# My Slabs



## Tennessee Tim (Dec 15, 2010)

I know this isn't the "correct" forum for furniture, but this is what I've built from MY sawing and Darens kiln plan. This high table lumber was milled from an old Sassafras log found down in the woods. This is my first try at dovetailing ( I've got alot to learn but fairly tight). I'll post finished pics when done.
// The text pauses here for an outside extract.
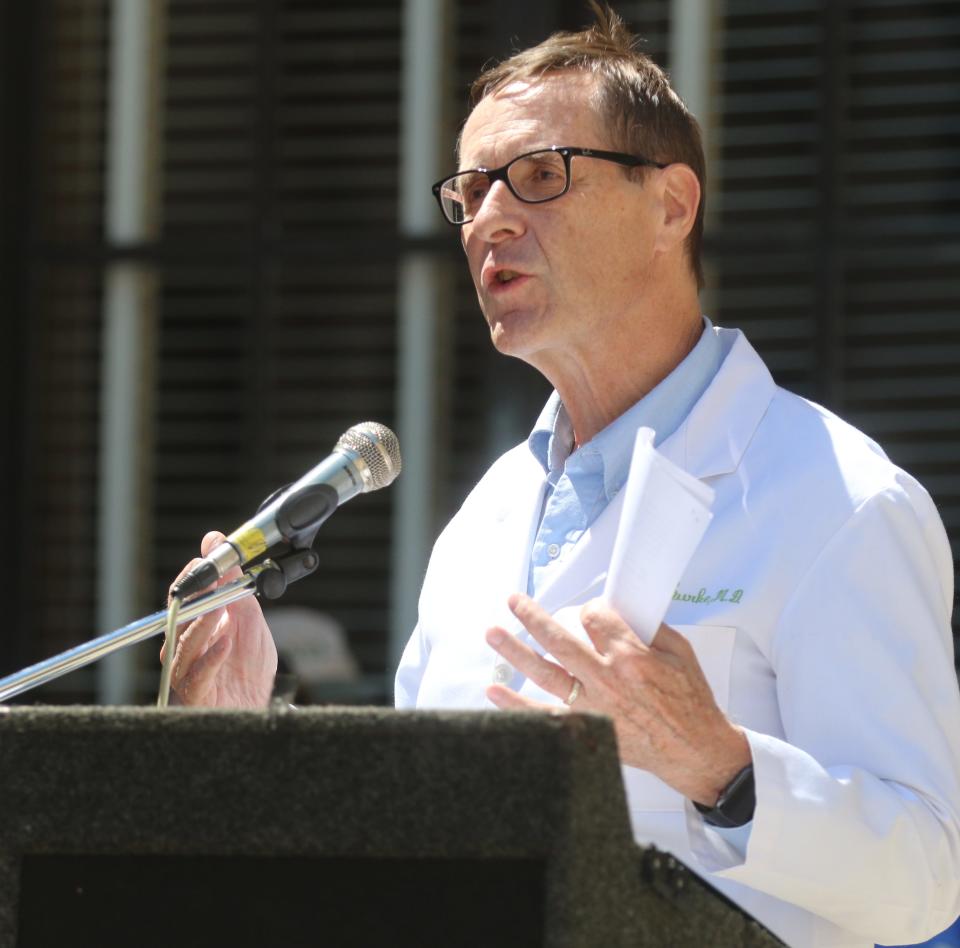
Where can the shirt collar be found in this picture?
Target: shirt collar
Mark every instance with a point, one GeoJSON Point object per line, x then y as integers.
{"type": "Point", "coordinates": [662, 409]}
Have a Blessed day in Jesus,
Tim


----------



## bikeshooter (Nov 5, 2010)

I like the rustic appearance - nice work.


----------



## firemedic (Dec 26, 2010)

Nice!

~tom ...it's better to remain silent and be thought a fool than to open one's mouth and remove all doubt...


----------



## Tennessee Tim (Dec 15, 2010)

*Update with finish applied*

I cut this sassafras on my bandmill approx. two yrs ago and air-dried (with a little weathering) and final kilned in Darens kiln plans :thumbsup::thumbsup:. I only sanded with 120 grit (all I had at the time) on a orbital/vibrating sander, NO PLANING , THICKNESS SANDER or BELT SANDER. You can see the kerf teeth marks but not feel them:no::no:. Tack clothed and put first coat 50/50 boiled linseed oil and naptha with couple ounces golden oak stain mix. Second and third coats 2/1 ratio. Wondering about adding a straight fourth coat. As it is now, has very little sheen but resists water and has been getting a little more sheen the longer it dries in the heat. Can't find anywhere as to whether it should be buff/rubbed after drying. I did not sand between the coats as some sites recommended but finish is smooth. IF I add another coat I will sand first BUT I need advise on whether it is to be rubbed/buffed for sheen???

The lower brace was actually cut at same time but not aloud to weather any( has different amber?? to it). The weathering is beautiful but actually caused a slight cup but I used this to my advantage in the layout and can't be seen. This was my first piece of rustic furniture and enjoyed every minute of it:yes::laughing::icon_smile:.

Have a Blessed day in Jesus,
Tim


----------



## woodnthings (Jan 24, 2009)

*very cool Tim*

Kinda makes me want to make some of my own. I really didn't think I'd like the rustic style but I really like what you did with the joinery and the wood color. Great Job! :thumbsup: bill


----------



## H. A. S. (Sep 23, 2010)

Great design!


----------